Texas Tech University

Gerald Dolter

Professor of Voice

Email: gerald.dolter@ttu.edu

Phone: (806) 834-7191

Office: School of Music, Room 121

Gerald Dolter

Gerald Dolter (with degrees from Indiana University) joined the voice faculty at the Texas Tech School of Music in the fall of 1995.  He became the Director of TTU Opera Theatre in 1998.  He has sought to program a wide variety of works to benefit students and the public interest. Johann Strauss's operetta Die Fledermaus, Mozart's Don Giovanni, Nicolai's TheMerry Wives of Windsor, a world premiere music drama, Bellini's War, by Steven Paxton, and Verdi's La Traviata are a sampling.  He has also built a reputation for staging works in unusual locations.  His production of Stephen Sondheim's Into The Woods, staged in a local Lubbock hotel atrium, represented a drastic departure for normal theatrical venues, in which he made use of the natural trees, brooks, pools, and shrubs to enhance the required stage settings. In 2013, he directed a new production of Mozart's Cosi Fan Tutte for Texas Tech Opera Theatre, which toured to the National Theatre of Honduras.

Gerald Dolter began his professional singing career in the opera houses and concert halls of the United States and Europe.  Opern Welt magazine has described his performances as “radiant,” by the Frankfurter Rundschauas “powerful baritonal presence,” and by England's Opera magazine as “electrifying.”  His operatic credits include appearances with the Pittsburgh, New Jersey State, Tulsa, St.
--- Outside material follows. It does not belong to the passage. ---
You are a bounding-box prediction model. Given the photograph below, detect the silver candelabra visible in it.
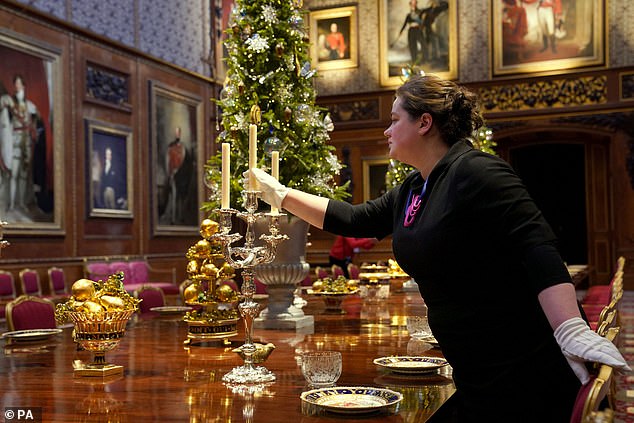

Louis, Cincinnati, and Arizona opera companies, as well as the opera companies of Frankfurt, Mannheim, Hamburg, Karlsruhe, Düsseldorf, Gelsenkirchen, Krefeld, and Montpellier.  From 1985 to 1991, Dolter was the leading baritone with Germany's Bremen Opera. His repertoire there included such diverse characterizations as Germont in La Traviata, Escamillo in Carmen, and Nick Shadow in The Rake's Progress. His operatic repertoire includes more than 87 characterizations and 40 leading roles in musical theatre. He was a National Winner in the Metropolitan Opera Auditions in 1984, and is now a frequent adjudicator for that competition at both the district and regional levels.

Dolter created a musical theatre production company, Lubbock Moonlight Musicals, in 2006. The company has produced many grand-scale musicals in the outdoor setting of Lubbock's Moonlight Musicals Amphitheatre. Texas Tech students have benefited significantly from participation in its activities.  In addition to valuable professional stage experience, these students receive hands-on experience as administrators, stage performers, musicians, and stage technicians.  As a result of the company's success, a new professional endeavor called Moonlight Broadway has spun off from summer operations, allowing TTU participants professional resume credits. To date, Lubbock Moonlight Musicals has paid more than $1,000,000 in stipends to Texas Tech and other university students.